Power plant owners in 22 states face tighter nitrogen oxides emissions requirements starting this year under the Environmental Protection Agency’s Good Neighbor rule, released Wednesday. A total of 23 states are covered by the rule, but California is only covered for other industries, not power plants.
Power plants without NOx emissions reduction equipment will have to install it and power plants with the pollution control equipment will be required to run it all the time during the ozone season to protect downwind areas.
The agency worked with grid operators and planners to design the rule so it doesn’t threaten grid reliability, according to EPA Administrator Michael Regan. It includes “a lot of flexibility,” such as a NOx trading program, that will provide economical compliance paths, Regan said Wednesday during a media briefing.

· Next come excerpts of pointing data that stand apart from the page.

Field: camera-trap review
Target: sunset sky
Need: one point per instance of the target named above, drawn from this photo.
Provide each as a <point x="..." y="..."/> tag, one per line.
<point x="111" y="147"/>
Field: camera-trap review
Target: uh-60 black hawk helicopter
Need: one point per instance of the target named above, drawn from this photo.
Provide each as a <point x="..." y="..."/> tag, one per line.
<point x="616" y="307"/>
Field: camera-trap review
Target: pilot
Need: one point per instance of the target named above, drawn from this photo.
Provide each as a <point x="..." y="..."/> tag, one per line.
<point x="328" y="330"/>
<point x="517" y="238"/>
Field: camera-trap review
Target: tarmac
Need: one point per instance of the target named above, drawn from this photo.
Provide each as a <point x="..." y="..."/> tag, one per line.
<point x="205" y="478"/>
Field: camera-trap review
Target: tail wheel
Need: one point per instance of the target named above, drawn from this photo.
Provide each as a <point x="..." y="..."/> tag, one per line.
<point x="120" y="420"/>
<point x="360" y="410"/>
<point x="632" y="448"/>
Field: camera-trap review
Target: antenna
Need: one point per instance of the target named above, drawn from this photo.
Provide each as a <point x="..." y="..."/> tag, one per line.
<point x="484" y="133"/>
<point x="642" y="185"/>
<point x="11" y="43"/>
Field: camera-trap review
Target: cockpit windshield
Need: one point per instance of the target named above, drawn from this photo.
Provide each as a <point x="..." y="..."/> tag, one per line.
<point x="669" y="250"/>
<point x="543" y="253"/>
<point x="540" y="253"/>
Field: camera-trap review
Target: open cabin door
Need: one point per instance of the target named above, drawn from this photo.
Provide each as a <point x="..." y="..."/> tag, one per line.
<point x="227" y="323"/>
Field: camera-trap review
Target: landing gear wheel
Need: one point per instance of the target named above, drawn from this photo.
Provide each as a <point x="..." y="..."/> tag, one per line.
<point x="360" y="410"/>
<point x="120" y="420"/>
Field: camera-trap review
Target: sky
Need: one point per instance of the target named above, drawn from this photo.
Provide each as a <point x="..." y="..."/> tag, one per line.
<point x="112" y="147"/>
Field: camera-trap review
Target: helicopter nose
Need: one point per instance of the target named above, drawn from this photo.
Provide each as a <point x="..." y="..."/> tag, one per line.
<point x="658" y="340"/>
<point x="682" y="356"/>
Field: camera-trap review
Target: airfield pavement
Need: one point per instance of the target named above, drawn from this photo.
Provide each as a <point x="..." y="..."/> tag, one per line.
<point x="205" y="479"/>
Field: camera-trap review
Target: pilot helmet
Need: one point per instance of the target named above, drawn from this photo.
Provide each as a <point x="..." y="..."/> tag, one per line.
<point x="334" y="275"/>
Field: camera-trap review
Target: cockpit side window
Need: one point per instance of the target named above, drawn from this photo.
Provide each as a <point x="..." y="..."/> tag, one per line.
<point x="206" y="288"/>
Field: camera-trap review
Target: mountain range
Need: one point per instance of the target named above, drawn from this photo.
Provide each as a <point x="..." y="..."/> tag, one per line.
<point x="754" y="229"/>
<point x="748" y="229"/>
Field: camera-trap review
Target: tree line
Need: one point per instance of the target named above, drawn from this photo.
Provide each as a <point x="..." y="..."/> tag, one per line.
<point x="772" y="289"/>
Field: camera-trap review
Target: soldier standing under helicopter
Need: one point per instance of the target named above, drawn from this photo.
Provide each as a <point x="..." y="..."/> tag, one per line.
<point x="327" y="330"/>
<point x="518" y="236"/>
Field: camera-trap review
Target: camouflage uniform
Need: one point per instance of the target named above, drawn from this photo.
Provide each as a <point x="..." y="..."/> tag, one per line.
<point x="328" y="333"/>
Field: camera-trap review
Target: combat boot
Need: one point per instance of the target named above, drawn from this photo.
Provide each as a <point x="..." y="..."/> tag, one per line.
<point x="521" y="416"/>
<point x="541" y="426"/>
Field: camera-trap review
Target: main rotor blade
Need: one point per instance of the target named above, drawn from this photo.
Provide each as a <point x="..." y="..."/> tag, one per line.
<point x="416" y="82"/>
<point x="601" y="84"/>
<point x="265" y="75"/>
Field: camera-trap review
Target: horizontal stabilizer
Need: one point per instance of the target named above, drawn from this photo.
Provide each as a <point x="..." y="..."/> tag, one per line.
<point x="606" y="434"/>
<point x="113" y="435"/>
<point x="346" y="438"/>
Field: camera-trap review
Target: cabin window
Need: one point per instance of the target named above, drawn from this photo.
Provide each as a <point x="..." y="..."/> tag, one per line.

After the EPA proposed its Good Neighbor rule in February 2022, the power sector and utility regulators raised concerns it could lead to a wave of power plant retirements that could threaten grid reliability.
The agency responded to those concerns in several ways, according to Regan.
The final rule, for example, allows power plant owners and operators to “bank” NOx allowances at a higher level through 2030, according to the agency. It also provides a more gradual phase-in of emissions reductions.
In an effort to bolster reliability, the EPA and U.S. Department of Energy last week released a framework for keeping the lights on during a shift away from fossil-fueled generation, Regan noted.
The EPA expects the rule will result in an additional 14 GW of coal retirements by 2030, or a 13% cut to national coal capacity. The rule will incentivize selective catalytic reduction retrofits on about 8 GW of coal plants while also resulting in an incremental 3 GW of renewable capacity additions in 2025, according to the agency.
The final rule will reduce ozone-forming NOx emissions by about 70,000 tons from power plants and industrial sources during the 2026 ozone season, which runs from May 1 to Sept. 30 each year, according to an EPA fact sheet. It will produce about $13 billion in annual net benefits and help improve the health of the 80 million people who live in downwind areas that don’t meet the agency’s ozone standard, Regan said.
“This final rule is the next step in our agency's comprehensive efforts to safeguard public health by mitigating the harmful effects of power plants and industrial air pollution,” he said. “EPA’s strategy provides regulatory certainty and a long-term planning horizon that protects public health while allowing states, grid operators and power companies to make informed investment and planning decisions.”
The rule will reduce other pollutants from power plants besides NOx, according to the EPA. The agency estimates that in 2026 sulfur dioxide emissions will drop by 29,000 tons, fine particle emissions by 1,000 tons and carbon dioxide emissions by 16 million metric tons as a result of the rule.
In a change from the proposed rule, Wyoming no longer faces Good Neighbor requirements.
In addition to the states covered by the rule, the EPA said its updated modeling analysis for 2023 suggests that Arizona, Iowa, Kansas and New Mexico may be significantly contributing to non-attainment or maintenance in downwind sites. The agency will assess whether those states should also face Good Neighbor obligations.
The EPA is imposing an “anti-coal bias” on states and the nation’s electricity supply, America’s Power, a group that advocates for the coal industry, said Wednesday.
“We are reviewing the final Ozone Transport Rule to determine whether EPA has addressed the concerns that we and many others raised that more coal plant retirements will further increase the risks to grid reliability,” Michelle Bloodworth, the group’s president and CEO, said in a statement.